Dis-moi ce que tu manges, je te dirai qui tu fréquentes

Un article paru dans le dossier de ViraGe n°19 : "Trouver sa place à table".
Par Paul Reydel et Karine Vernette.

Manger satisfait la faim du corps, et répond à une partie de nos besoins sociaux, tout aussi vitaux. Des mœurs alimentaires minoritaires influent donc directement sur notre sociabilité, aussi bien dans la façon dont elle s’exprime que sur la construction de nos relations. Être, se dire, ou être considéré comme végé modèle notre environnement, et, qu’on le veuille ou non, contribue à changer notre rapport aux autres.

La plupart des études qui s’intéressent aux pratiques alimentaires s’appuient sur les déclarations des personnes interrogées. Or, un examen objectif des consommations effectives montre que tel qui se dit végétarien s’abstient uniquement de bifteck, tandis que telle autre qui se considère omnivore ne mange jamais de chair. On peut aussi se demander si les motivations éthiques des véganes introduisent des variantes au végétalisme. Depuis les années 1990, la sociologie de l’alimentation reconnaît que parler de végétarisme au singulier ne permet pas d’embrasser toute la variété des alimentations qui excluent la consommation de viande.
Se présenter comme végé ne dit donc pas vraiment ce qu’on mange, ni pourquoi. Mais provoque une rupture avec la grande majorité de nos contemporains : manger « de tout » fait partie de ce que Bourdieu nomme l’habitus, l’ensemble des représentations construites par une société et intériorisées par un individu, et les pratiques qui en découlent.

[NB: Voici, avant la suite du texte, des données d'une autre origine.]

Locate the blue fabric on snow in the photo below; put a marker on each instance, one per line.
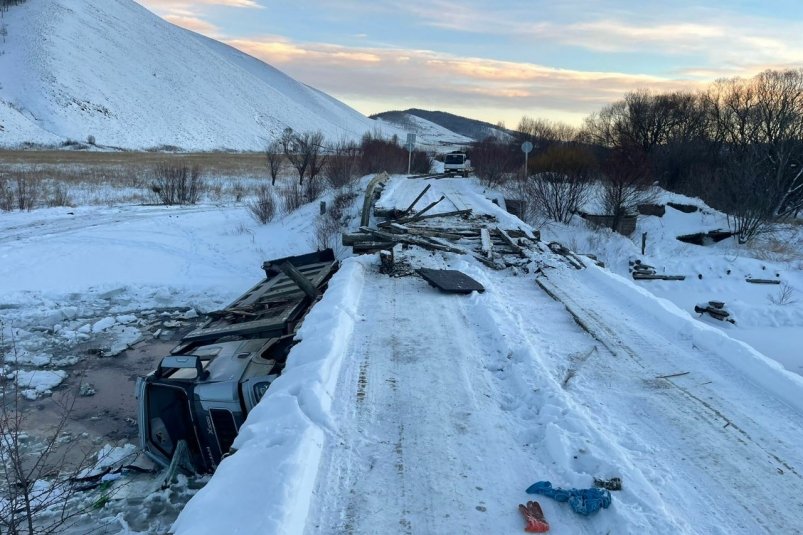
(582, 501)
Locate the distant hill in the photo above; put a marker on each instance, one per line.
(113, 70)
(430, 136)
(469, 128)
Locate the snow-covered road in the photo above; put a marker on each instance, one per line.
(433, 413)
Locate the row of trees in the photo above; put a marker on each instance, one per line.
(340, 162)
(738, 145)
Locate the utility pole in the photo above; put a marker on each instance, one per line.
(410, 147)
(526, 148)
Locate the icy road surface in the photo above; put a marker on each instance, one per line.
(406, 410)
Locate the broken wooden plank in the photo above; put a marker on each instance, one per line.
(487, 244)
(434, 233)
(430, 216)
(413, 240)
(398, 229)
(651, 276)
(410, 208)
(527, 233)
(419, 215)
(439, 241)
(371, 247)
(354, 239)
(509, 241)
(671, 375)
(303, 282)
(457, 201)
(386, 261)
(450, 280)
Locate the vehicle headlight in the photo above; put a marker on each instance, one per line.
(260, 389)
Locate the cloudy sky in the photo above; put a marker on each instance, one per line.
(499, 60)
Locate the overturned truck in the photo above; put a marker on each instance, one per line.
(192, 406)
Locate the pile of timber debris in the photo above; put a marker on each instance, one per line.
(642, 271)
(466, 233)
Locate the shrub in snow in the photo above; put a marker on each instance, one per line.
(342, 165)
(263, 207)
(292, 197)
(175, 183)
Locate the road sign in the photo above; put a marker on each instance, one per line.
(410, 145)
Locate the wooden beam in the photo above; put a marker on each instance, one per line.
(430, 216)
(410, 208)
(510, 243)
(418, 215)
(303, 282)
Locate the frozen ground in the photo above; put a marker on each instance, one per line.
(80, 286)
(406, 410)
(764, 318)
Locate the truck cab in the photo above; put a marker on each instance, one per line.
(199, 395)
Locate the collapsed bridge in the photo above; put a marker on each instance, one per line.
(408, 409)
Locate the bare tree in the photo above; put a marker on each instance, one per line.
(342, 165)
(303, 151)
(175, 183)
(263, 207)
(37, 484)
(561, 184)
(625, 184)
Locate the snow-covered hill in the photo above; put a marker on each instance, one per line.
(111, 69)
(429, 135)
(457, 125)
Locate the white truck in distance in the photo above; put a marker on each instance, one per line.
(455, 163)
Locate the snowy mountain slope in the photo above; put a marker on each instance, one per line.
(429, 134)
(113, 70)
(431, 413)
(462, 126)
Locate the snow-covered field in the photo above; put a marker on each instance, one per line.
(403, 409)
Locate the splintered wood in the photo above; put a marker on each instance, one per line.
(459, 231)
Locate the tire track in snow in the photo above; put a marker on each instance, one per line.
(714, 447)
(425, 446)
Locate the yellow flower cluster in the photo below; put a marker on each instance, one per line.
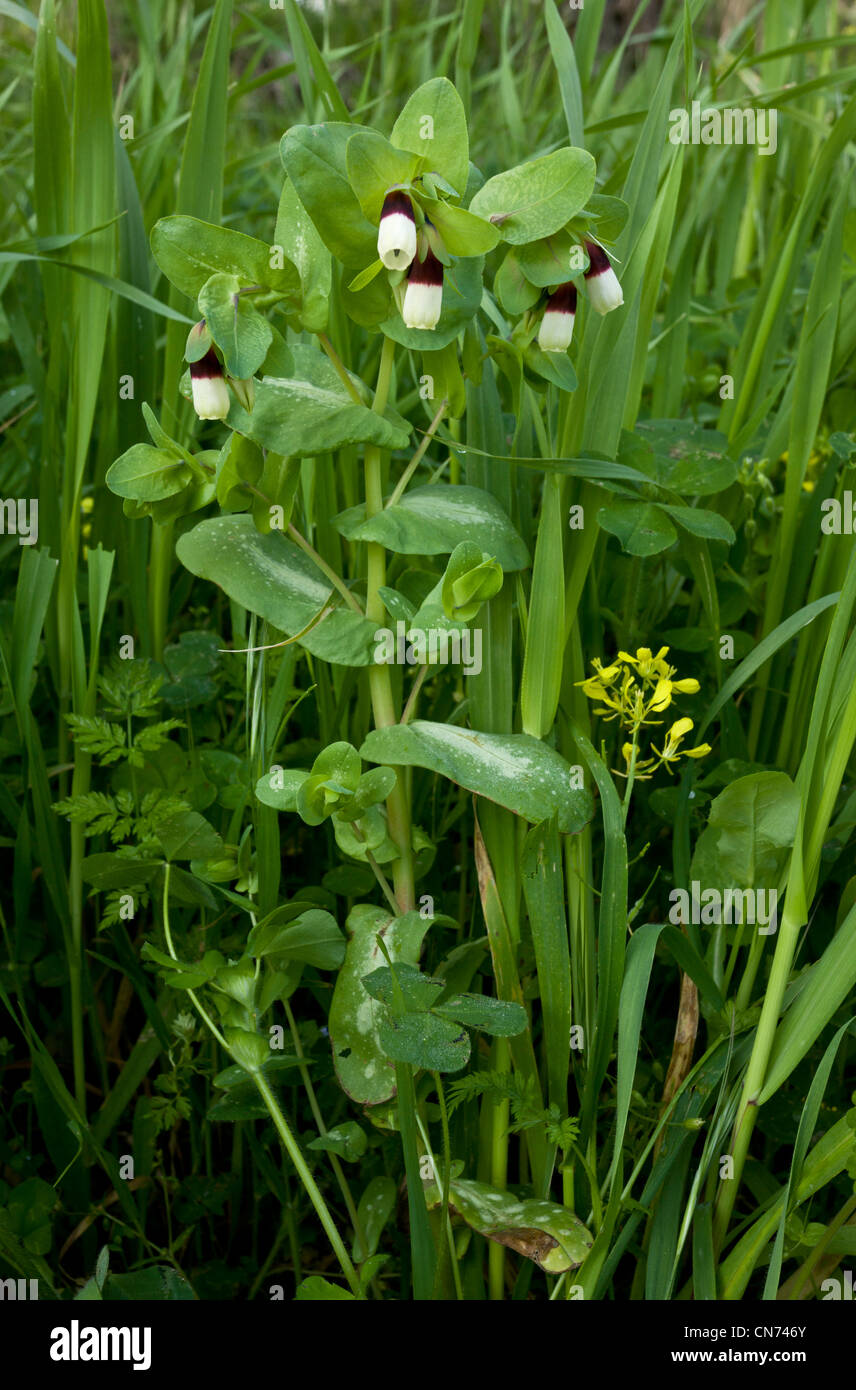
(632, 690)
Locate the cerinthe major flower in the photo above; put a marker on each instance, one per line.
(557, 323)
(601, 281)
(396, 234)
(209, 387)
(424, 293)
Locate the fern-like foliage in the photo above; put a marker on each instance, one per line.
(520, 1094)
(99, 737)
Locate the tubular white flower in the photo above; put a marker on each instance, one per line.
(601, 281)
(424, 293)
(210, 391)
(557, 323)
(245, 389)
(396, 235)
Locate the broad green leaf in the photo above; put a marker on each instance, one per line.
(147, 474)
(710, 526)
(548, 262)
(424, 1040)
(270, 576)
(499, 1018)
(516, 293)
(463, 234)
(641, 527)
(310, 412)
(298, 236)
(549, 1235)
(363, 1068)
(313, 937)
(435, 520)
(316, 160)
(514, 770)
(609, 216)
(320, 1290)
(749, 834)
(374, 166)
(434, 124)
(280, 788)
(680, 455)
(537, 199)
(188, 836)
(374, 1209)
(346, 1141)
(241, 332)
(410, 991)
(189, 252)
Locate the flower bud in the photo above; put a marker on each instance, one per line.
(210, 391)
(470, 580)
(396, 235)
(601, 281)
(424, 293)
(557, 323)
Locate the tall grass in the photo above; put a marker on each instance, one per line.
(680, 1087)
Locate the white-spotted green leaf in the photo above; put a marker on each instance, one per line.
(514, 770)
(241, 332)
(270, 576)
(316, 160)
(435, 520)
(189, 252)
(434, 124)
(374, 166)
(538, 198)
(363, 1068)
(542, 1230)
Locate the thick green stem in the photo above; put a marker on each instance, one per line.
(382, 702)
(309, 1182)
(159, 588)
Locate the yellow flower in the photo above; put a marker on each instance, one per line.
(662, 697)
(671, 748)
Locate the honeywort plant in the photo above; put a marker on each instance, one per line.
(382, 444)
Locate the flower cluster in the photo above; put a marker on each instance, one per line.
(634, 690)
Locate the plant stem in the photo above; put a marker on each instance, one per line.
(309, 1182)
(398, 808)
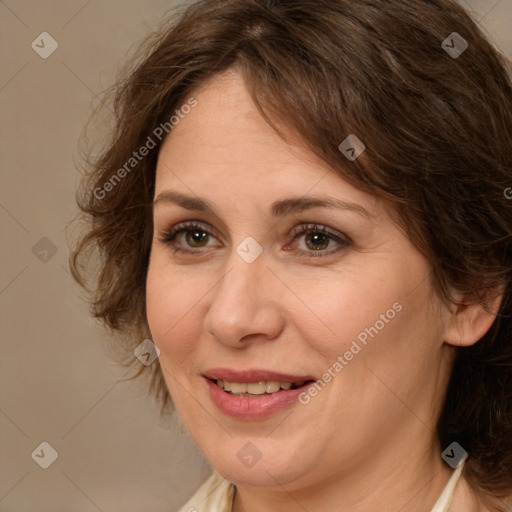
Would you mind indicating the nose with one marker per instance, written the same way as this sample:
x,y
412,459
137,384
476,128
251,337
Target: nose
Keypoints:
x,y
244,305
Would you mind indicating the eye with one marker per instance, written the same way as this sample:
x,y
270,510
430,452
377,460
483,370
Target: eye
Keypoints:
x,y
196,235
317,238
193,234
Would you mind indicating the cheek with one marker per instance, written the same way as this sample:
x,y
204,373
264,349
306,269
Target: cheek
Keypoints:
x,y
171,307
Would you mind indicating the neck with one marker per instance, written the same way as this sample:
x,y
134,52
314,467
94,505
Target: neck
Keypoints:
x,y
396,485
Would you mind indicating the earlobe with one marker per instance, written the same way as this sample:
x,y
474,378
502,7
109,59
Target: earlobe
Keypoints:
x,y
473,317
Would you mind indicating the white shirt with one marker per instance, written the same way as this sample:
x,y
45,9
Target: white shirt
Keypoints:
x,y
216,494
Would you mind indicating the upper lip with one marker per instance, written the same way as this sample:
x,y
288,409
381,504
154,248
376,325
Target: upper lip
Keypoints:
x,y
253,375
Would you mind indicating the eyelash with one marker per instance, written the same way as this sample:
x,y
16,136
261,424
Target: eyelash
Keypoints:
x,y
344,241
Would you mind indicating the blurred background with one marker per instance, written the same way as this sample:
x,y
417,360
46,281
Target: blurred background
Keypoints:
x,y
73,436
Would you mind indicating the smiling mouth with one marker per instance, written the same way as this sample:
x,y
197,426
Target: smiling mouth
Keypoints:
x,y
256,389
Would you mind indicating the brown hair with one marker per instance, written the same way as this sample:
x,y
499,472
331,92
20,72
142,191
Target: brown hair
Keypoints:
x,y
437,132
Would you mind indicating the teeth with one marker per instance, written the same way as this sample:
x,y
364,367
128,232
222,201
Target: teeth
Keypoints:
x,y
255,388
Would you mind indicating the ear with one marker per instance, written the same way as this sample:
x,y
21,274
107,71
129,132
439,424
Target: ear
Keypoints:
x,y
472,316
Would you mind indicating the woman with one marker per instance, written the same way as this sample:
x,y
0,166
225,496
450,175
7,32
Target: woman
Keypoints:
x,y
303,207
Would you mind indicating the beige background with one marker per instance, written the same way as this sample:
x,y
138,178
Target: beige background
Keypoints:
x,y
57,383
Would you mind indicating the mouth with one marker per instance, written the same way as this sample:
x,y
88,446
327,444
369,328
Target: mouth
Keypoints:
x,y
255,389
254,394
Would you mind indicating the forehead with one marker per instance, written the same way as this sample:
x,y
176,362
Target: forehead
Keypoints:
x,y
224,147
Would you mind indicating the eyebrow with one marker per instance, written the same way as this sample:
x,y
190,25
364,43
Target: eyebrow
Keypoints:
x,y
278,208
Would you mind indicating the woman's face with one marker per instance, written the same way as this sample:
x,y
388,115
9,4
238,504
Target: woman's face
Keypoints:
x,y
248,297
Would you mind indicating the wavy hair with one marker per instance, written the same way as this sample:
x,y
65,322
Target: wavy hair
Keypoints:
x,y
436,119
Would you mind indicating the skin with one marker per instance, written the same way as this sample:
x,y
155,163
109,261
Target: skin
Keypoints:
x,y
367,440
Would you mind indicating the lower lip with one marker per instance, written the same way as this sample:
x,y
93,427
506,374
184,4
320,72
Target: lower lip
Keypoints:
x,y
261,406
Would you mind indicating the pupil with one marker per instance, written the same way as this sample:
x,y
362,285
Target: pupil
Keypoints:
x,y
317,238
196,237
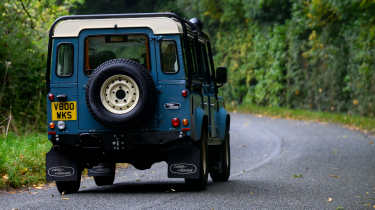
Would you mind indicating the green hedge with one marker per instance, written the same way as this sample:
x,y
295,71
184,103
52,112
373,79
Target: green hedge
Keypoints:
x,y
315,54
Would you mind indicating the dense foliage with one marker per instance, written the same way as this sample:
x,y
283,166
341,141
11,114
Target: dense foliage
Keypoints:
x,y
23,50
314,54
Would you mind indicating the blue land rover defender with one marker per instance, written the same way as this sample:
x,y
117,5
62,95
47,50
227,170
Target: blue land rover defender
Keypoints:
x,y
134,88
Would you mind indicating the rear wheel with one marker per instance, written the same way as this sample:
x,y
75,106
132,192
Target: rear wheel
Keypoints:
x,y
201,182
222,172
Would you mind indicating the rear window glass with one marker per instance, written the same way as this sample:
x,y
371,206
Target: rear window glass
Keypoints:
x,y
169,59
99,49
65,60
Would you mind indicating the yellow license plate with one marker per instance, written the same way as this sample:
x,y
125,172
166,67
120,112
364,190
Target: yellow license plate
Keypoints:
x,y
64,110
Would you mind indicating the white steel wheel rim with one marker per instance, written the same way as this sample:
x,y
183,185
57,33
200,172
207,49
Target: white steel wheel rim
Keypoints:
x,y
119,94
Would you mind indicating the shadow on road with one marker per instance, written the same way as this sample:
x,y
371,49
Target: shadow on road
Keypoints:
x,y
145,187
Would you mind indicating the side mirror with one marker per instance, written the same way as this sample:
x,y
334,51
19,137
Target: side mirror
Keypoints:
x,y
221,76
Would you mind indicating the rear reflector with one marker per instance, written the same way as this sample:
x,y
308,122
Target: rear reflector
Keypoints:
x,y
175,122
51,97
184,93
185,122
52,125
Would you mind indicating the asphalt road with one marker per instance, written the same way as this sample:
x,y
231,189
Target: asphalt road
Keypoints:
x,y
276,164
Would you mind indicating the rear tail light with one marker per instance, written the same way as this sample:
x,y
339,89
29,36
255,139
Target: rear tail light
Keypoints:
x,y
185,129
185,122
184,93
52,125
61,125
51,97
175,122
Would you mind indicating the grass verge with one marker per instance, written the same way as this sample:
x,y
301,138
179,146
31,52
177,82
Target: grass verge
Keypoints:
x,y
22,160
364,124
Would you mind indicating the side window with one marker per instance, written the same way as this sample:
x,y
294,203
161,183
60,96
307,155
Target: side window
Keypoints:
x,y
193,57
169,58
65,60
210,61
204,61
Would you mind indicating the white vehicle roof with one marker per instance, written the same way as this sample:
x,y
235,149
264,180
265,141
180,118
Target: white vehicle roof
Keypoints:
x,y
159,25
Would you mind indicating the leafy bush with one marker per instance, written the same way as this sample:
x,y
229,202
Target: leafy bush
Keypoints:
x,y
300,54
22,159
23,51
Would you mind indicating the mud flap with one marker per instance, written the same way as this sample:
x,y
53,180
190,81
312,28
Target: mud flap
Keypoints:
x,y
184,162
60,167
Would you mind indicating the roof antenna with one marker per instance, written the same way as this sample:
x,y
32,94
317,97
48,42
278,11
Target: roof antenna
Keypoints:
x,y
198,24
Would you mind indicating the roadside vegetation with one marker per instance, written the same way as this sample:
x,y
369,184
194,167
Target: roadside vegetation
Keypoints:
x,y
22,160
303,59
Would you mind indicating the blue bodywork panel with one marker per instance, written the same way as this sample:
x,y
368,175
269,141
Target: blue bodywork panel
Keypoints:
x,y
194,107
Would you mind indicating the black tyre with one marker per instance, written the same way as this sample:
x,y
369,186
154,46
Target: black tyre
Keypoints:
x,y
120,92
69,187
221,173
201,182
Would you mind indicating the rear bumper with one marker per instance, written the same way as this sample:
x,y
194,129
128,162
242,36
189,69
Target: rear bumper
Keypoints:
x,y
113,141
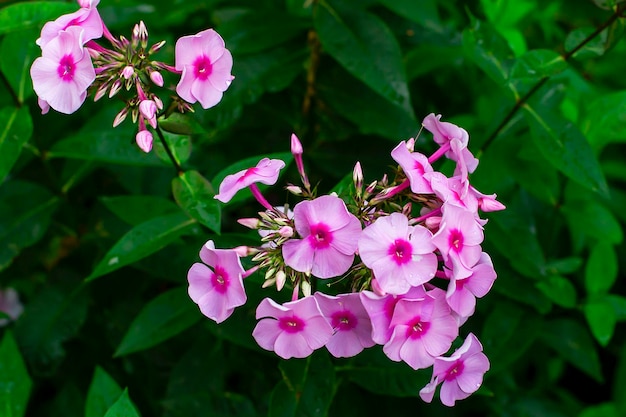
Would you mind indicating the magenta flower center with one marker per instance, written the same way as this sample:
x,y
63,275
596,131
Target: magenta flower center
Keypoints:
x,y
202,67
321,236
292,324
220,280
455,240
66,68
401,251
417,328
454,371
343,320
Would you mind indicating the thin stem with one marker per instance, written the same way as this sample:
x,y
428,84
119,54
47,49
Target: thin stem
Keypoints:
x,y
520,102
179,170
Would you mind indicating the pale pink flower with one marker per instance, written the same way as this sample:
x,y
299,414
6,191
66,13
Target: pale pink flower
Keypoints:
x,y
292,330
461,374
63,73
329,235
350,322
219,290
401,256
206,66
265,172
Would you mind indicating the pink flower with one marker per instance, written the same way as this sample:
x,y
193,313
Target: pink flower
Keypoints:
x,y
401,256
292,330
329,238
218,291
349,320
461,374
265,172
63,73
422,330
86,17
206,66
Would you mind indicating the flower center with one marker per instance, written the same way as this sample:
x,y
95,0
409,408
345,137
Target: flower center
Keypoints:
x,y
292,324
66,68
401,251
202,67
343,320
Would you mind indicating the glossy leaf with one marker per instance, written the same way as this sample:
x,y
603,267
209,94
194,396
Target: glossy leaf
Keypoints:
x,y
102,394
162,318
194,194
16,129
143,240
15,383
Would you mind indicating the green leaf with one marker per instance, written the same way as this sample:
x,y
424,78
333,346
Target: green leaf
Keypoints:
x,y
123,407
143,240
136,209
103,393
601,268
32,14
16,129
562,144
194,194
25,212
364,46
162,318
15,383
307,387
574,344
559,289
601,318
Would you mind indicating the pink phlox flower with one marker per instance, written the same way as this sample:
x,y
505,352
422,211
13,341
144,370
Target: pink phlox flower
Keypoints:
x,y
350,322
205,64
462,293
10,305
380,310
401,256
63,73
458,239
329,235
461,374
265,172
414,165
86,17
422,330
292,330
219,290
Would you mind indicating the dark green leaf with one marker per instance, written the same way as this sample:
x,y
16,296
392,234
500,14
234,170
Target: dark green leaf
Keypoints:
x,y
16,129
194,194
32,14
143,240
366,47
162,318
103,393
15,383
573,342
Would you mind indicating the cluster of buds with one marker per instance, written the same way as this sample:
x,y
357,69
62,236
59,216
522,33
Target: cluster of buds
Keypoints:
x,y
406,252
73,65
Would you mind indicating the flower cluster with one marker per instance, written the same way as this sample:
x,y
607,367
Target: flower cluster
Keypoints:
x,y
407,253
73,65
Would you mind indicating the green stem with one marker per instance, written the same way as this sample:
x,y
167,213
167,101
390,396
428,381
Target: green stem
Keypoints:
x,y
520,102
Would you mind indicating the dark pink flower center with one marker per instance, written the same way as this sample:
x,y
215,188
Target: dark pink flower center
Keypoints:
x,y
220,280
454,371
417,328
202,67
455,240
343,320
66,68
401,251
321,236
293,324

Dès lors qu’on cesse d’être omnivore, on se démarque de son milieu, de sa classe sociale, de ses habitudes. C’est parfois une distinction revendiquée, mais la plupart du temps, cette étape correspond à des difficultés pratiques – que vais-je (faire à) manger ? – et relationnelles. Pour la plupart de nos concitoyens, héritiers d’un patrimoine gastronomique très carné, manger moins de viande est entré dans la norme… mais opter pour une forme ou une autre de végétarisme est perçu comme un positionnement radical, potentiellement clivant. Autant dire que l’étiquette « végé » est à la fois (trop) commode, réductrice, et source de tensions comme d’incompréhensions.

Cercles d’influence

Si la pratique alimentaire est une différence en elle-même, les raisons du choix peuvent accroître les divergences avec ses proches. Ce phénomène a été documenté par l’anthropologue et chercheuse en sciences sociales Laurence Ossipow, qui s’est intéressée dans les années 1980 aux personnes végétariennes, mais aussi à celles qui pratiquaient la macrobiotique ou le crudivorisme, en Suisse : ces mangeurs dissidents embrassaient, en même temps qu’une nouvelle alimentation, de nouvelles pratiques, traduisant une vision du monde, un système de valeurs et des préoccupations susceptibles de modifier leur cercle relationnel.
Les motivations éthiques et écologiques fortes favorisent l’adoption et le maintien d’une alimentation végé à long terme, elles peuvent aussi marquer une évolution des idées et des centres d’intérêt. L’entourage amical tend alors à s’élargir, faisant place à de nouvelles personnes partageant ces affinités et ces pratiques. Et parfois, il se renouvelle en grande partie, faute de terrains communs satisfaisants avec les amis « d’avant ».
Réciproquement, les transitions alimentaires peuvent être modelées par l’entourage, dans un sens ou dans l’autre. Si trouver un modus vivendi est indispensable dans les foyers mixtes – où la question « qui fait à manger ? » prend toute son importance – une rencontre amoureuse peut infléchir les habitudes alimentaires, ou aider à poursuivre son cheminement vers une nourriture plus végétale. Les plus jeunes, convaincus mais tributaires de l’organisation familiale, n’ont pas pleinement le choix, et de nombreux végés adaptent leur assiette aux circonstances. Ce sont d’ailleurs les végétaliens et véganes qui font le plus d’écarts : plus les choix alimentaires sont exigeants, plus s’impose la nécessité de faire des compromis, dans un contexte culturel peu propice à l’abandon de la viande et des produits animaux.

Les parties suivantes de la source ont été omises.